Project: Pandemic Data Analysis

The motivation

I was reading up about pandemics when I stumbled upon a very well generated mock dataset. And given I was kind of bored, I started looking into how would you learn about the spread of the virus from this data.

Methodology

The dataset includes the number of confirmed cases over time in each location. So the very first step is finding some way of scoring the spread of the virus among the various cities/counties/states. This score provides a lot of information, because it allows all the other information to be correlated to it. Like what characteristics do high or low infection rate locations share and differ in, what interventions have been effective, and etc.

So the best way to start is by finding the curve that best fits the scatter plot of the confirmed cases. Given that it’s a pandemic, an exponential curve would be best, the score would be how exponential is it. Luckily there’s already a function built for that purpose:

from scipy.optimize import curve_fit

The equation is y = e^x for infection data. Now we can pick optimizing A with either y = Ae^x or y = e^Ax. However, we want to pick only one of them and not optimize y = Ae^Bx, because we want a single score to represent the spread of the infection. Ultimately given infections are exponential, we want to modify that exponential characteristic. So I picked y = e^Ax, and the curve did a very good job at fitting the data. This gave me the core piece of information to handle the rest.

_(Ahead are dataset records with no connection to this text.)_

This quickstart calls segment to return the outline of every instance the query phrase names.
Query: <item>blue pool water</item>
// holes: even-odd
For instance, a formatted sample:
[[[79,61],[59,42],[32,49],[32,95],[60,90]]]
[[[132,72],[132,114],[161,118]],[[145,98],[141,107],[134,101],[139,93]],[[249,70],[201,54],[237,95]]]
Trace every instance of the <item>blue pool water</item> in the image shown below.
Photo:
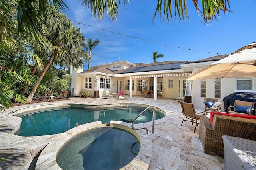
[[[130,162],[140,149],[138,139],[128,131],[102,127],[68,142],[56,161],[64,170],[119,170]]]
[[[111,120],[130,123],[145,107],[129,106],[128,107],[111,109],[91,110],[81,107],[50,110],[26,115],[22,118],[20,131],[16,134],[22,136],[42,136],[65,132],[79,125],[101,121],[108,123]],[[164,115],[155,111],[155,120]],[[152,121],[152,113],[148,109],[134,123]]]

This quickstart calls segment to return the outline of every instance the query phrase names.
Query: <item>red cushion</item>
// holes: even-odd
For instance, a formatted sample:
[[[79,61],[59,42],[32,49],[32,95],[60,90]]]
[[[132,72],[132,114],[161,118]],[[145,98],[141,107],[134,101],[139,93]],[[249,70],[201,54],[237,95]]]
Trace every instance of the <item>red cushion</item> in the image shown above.
[[[218,112],[216,111],[211,111],[210,115],[210,122],[211,123],[211,125],[212,125],[212,121],[213,121],[213,116],[215,114],[224,115],[225,116],[233,116],[234,117],[242,117],[243,118],[256,119],[256,116],[254,116],[253,115],[232,114],[232,113],[228,113]]]

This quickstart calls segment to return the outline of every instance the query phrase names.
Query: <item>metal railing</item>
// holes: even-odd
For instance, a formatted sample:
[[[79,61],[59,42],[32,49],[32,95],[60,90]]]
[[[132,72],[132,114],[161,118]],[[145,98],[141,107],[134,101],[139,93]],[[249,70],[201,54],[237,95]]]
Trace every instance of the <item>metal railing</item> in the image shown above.
[[[139,128],[139,129],[135,129],[133,127],[133,123],[134,122],[134,121],[136,120],[136,119],[138,119],[140,116],[141,115],[142,115],[142,114],[143,114],[143,113],[144,113],[145,112],[146,112],[146,111],[148,110],[148,109],[152,109],[152,110],[153,111],[153,117],[152,118],[152,135],[154,135],[154,122],[155,122],[155,110],[154,110],[154,109],[153,108],[153,107],[147,107],[145,110],[143,110],[141,113],[140,113],[140,114],[139,114],[139,115],[137,116],[137,117],[135,117],[135,118],[134,118],[133,119],[133,120],[132,120],[132,122],[131,123],[131,126],[132,126],[132,129],[134,130],[140,130],[140,129],[145,129],[146,132],[147,132],[147,134],[148,135],[148,129],[147,129],[146,127],[141,127],[140,128]]]
[[[70,88],[68,89],[68,97],[76,97],[76,88],[74,88],[74,87]]]

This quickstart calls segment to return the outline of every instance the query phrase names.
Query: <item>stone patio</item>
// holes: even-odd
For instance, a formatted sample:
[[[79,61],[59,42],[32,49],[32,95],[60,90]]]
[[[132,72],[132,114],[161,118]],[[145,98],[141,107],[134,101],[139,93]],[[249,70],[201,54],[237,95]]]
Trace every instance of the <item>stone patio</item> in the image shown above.
[[[192,125],[191,123],[184,121],[182,126],[180,125],[183,115],[177,100],[163,98],[154,100],[152,98],[140,96],[125,96],[125,99],[122,100],[111,98],[72,98],[70,99],[52,103],[91,105],[136,103],[149,105],[164,110],[166,115],[155,123],[154,133],[156,135],[149,135],[152,141],[153,150],[150,170],[223,169],[223,157],[204,152],[202,145],[199,138],[200,126],[196,128],[194,133],[194,125]],[[0,113],[0,152],[7,160],[0,162],[0,169],[34,169],[37,160],[35,158],[40,154],[42,149],[60,135],[56,134],[25,137],[18,136],[12,133],[17,124],[18,118],[8,115],[8,113],[22,108],[49,104],[47,102],[16,106]],[[148,125],[147,127],[151,132],[152,123]],[[134,126],[136,127],[136,125]]]

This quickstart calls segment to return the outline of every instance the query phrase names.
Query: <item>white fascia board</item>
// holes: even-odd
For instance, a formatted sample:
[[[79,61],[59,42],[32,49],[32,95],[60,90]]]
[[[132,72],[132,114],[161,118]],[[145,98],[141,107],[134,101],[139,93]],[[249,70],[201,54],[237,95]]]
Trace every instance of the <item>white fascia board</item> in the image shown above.
[[[112,66],[114,65],[120,64],[124,64],[124,63],[126,63],[127,64],[130,65],[132,66],[135,66],[135,64],[132,64],[131,63],[130,63],[127,61],[124,61],[122,60],[121,61],[115,61],[114,62],[110,63],[109,63],[104,64],[103,64],[98,65],[97,66],[91,66],[91,68],[98,68],[98,67],[104,67],[108,66]]]
[[[210,65],[215,61],[208,61],[204,62],[195,63],[180,65],[181,70],[184,71],[192,71],[193,68],[204,68]]]
[[[177,73],[177,72],[184,72],[181,69],[163,70],[155,71],[147,71],[145,72],[133,72],[130,73],[124,73],[114,74],[112,76],[115,77],[126,77],[129,76],[141,76],[142,75],[163,74]]]
[[[62,77],[69,77],[70,76],[71,76],[72,75],[72,74],[65,74],[65,75],[62,75],[62,76],[61,76]]]

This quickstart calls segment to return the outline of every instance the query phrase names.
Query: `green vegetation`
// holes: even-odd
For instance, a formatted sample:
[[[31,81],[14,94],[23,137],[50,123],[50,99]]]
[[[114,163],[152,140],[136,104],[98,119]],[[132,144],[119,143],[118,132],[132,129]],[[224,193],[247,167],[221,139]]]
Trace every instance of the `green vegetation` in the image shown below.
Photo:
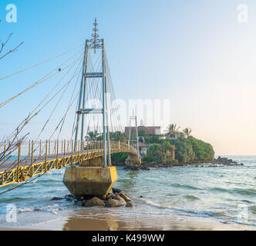
[[[111,161],[124,162],[128,158],[128,155],[124,153],[116,153],[111,155]]]
[[[148,155],[143,161],[170,164],[214,160],[215,153],[211,145],[191,136],[191,128],[187,128],[182,132],[178,131],[179,128],[176,124],[171,124],[165,131],[167,139],[150,138],[150,143],[153,145],[150,145]],[[172,139],[175,135],[178,135],[178,138]],[[170,158],[171,145],[175,145],[176,160],[174,161],[170,161]]]

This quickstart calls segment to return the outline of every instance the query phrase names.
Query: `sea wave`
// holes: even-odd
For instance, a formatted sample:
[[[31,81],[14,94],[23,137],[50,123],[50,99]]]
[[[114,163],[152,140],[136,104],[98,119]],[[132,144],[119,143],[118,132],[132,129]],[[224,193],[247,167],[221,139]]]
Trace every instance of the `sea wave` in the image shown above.
[[[256,195],[256,189],[254,188],[232,188],[232,189],[225,189],[223,188],[215,187],[211,188],[211,190],[214,191],[220,191],[220,192],[227,192],[231,194],[240,194],[244,195]]]
[[[184,196],[184,198],[189,200],[200,200],[200,198],[193,194],[187,194]]]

Also unfortunately I didn’t have a computer to work with for months after it killed itself, so I didn’t continue to pursue this research. But the idea was that after getting the score, I would correlate the infection score data with data about each location’s characteristics to figure out which characteristics led it to be more or less susceptible. And once data comes out about what interventions were used in each location, we can then figure out what has been most effective in that respect as well.

With a situation like this, proper data analysis or in other words insight is one of the most valuable weapons in the fight.